HARVESTING
“Harvesting season – Festivals season”
In Europe, before the 16th century, harvesting was a term used to refer to autumn. It came from an English word, hærfest, which meant autumn (“Herbst” in German has the same origin and is still used to refer to autumn). This was an Indian-European word which meant picking, reaping, cutting etc. in comparison to “carpere” in Latin which meant to cut, to divide, to weed. Thus, in the beginning, hærfest was used to call happy occasions, and eventually to call the process of picking grown crops, then was used more generally to call picking seasons (usually in autumn).
In Vietnamese, harvesting is derived from Chinese words 收割 that mean “to take”, to collect.
In Europe and America, autumn is also the main harvesting season and is when festivals are organized to celebrate a fruitful season. In England, traditional harvesting festivals are organized on the closest Sunday to Harvest Moon – a full moon that occurs on autumnal equinox (22 or 23 of September). In America and Canada is on October or November on Thanksgiving.
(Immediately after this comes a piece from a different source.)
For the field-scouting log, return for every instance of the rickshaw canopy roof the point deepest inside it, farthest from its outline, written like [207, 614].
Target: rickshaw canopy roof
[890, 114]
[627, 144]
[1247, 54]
That’s also the reason most of festivals in the world are organized in the spring and autumn, two most beautiful seasons of a year, when harvesting season is finished and farmers have more free time.
With coffee, harvesting season largely depends on the conditions of the region such as landscape climate, soil, varieties and the tending process. In cold and high-altitude regions, coffee berries mature later than low-altitude and hot regions. Liberica coffee mature latest. Robusta coffee has various maturing time, depending on varieties. For example, in Columbia, harvesting season starts from May to July and from October to the beginning of next spring. In Ethiopia and Kenya, harvesting season starts from November to next February. Longest harvesting season is in El Salvador, Guatemala, Honduras and Nicaragua (from November to next March), and in Brazil from June to the end of October.
Arabica coffee often matures sooner than Robusta, around September-October. With cooler climate regions, Arabica matures later. Robusta matures from October to December. When 90-95% of berries has matured, harvesting season will start.
In Vietnam, around September to October (lunar calender), coffee berries from all over Central Highlands will mature after a whole hard year of tending. The thrilling atsmophere spreads from coffee farms to every corner of every street. A red color covers each yard. Chatters and laughters filled the air with an overwhelming sense of satisfaction, of the love for coffee and the universe for blessing us with a fruitful season. People often keep a portion of their coffee as a treat to themselves after a long and hard farming season.
However, to have the best cups of coffee which are made from the best coffee beans that have high commercial values, farmers will harvest berries by hands, selectively pick them several times or strip them off, and only pick branches that mostly have ripe berries. When hand-picking, farmers have to decide which berries are ripe by their colors. Ripe berries are often red or yellow, then crimson, before turning black on drying, when immature they are green.
There are three methods of harvesting coffee: 2 hand-harvesting methods and 1 mechanical method. Mechanical harvesting is often used at big plantations. This method often harvests green berries as well. Mechanical harvesters use vibrating and rotating mallets to knock the coffee fruit off the tree into collection units. This method largely depends on the maturity of berries, thus, adjusting vibrating frequency is critical.
With hand-picking methods (selectively or strip the whole branch) onto a canvas on the ground. If berries are stripped onto the ground then collected, the quality will be compromised because of impurities, and will require further processing to eliminate impurities.
With harvesting the whole farm at once, though it’s best to wait until green berries are only 5%, there will be a lot of ripe berries or dead berries fall onto the ground before harvesting. The amount of dead berries can be made up by green berries that will ripe towards the end of the season (green berries at the end of the season still have as good quality as berries that mature in the beginning of the season).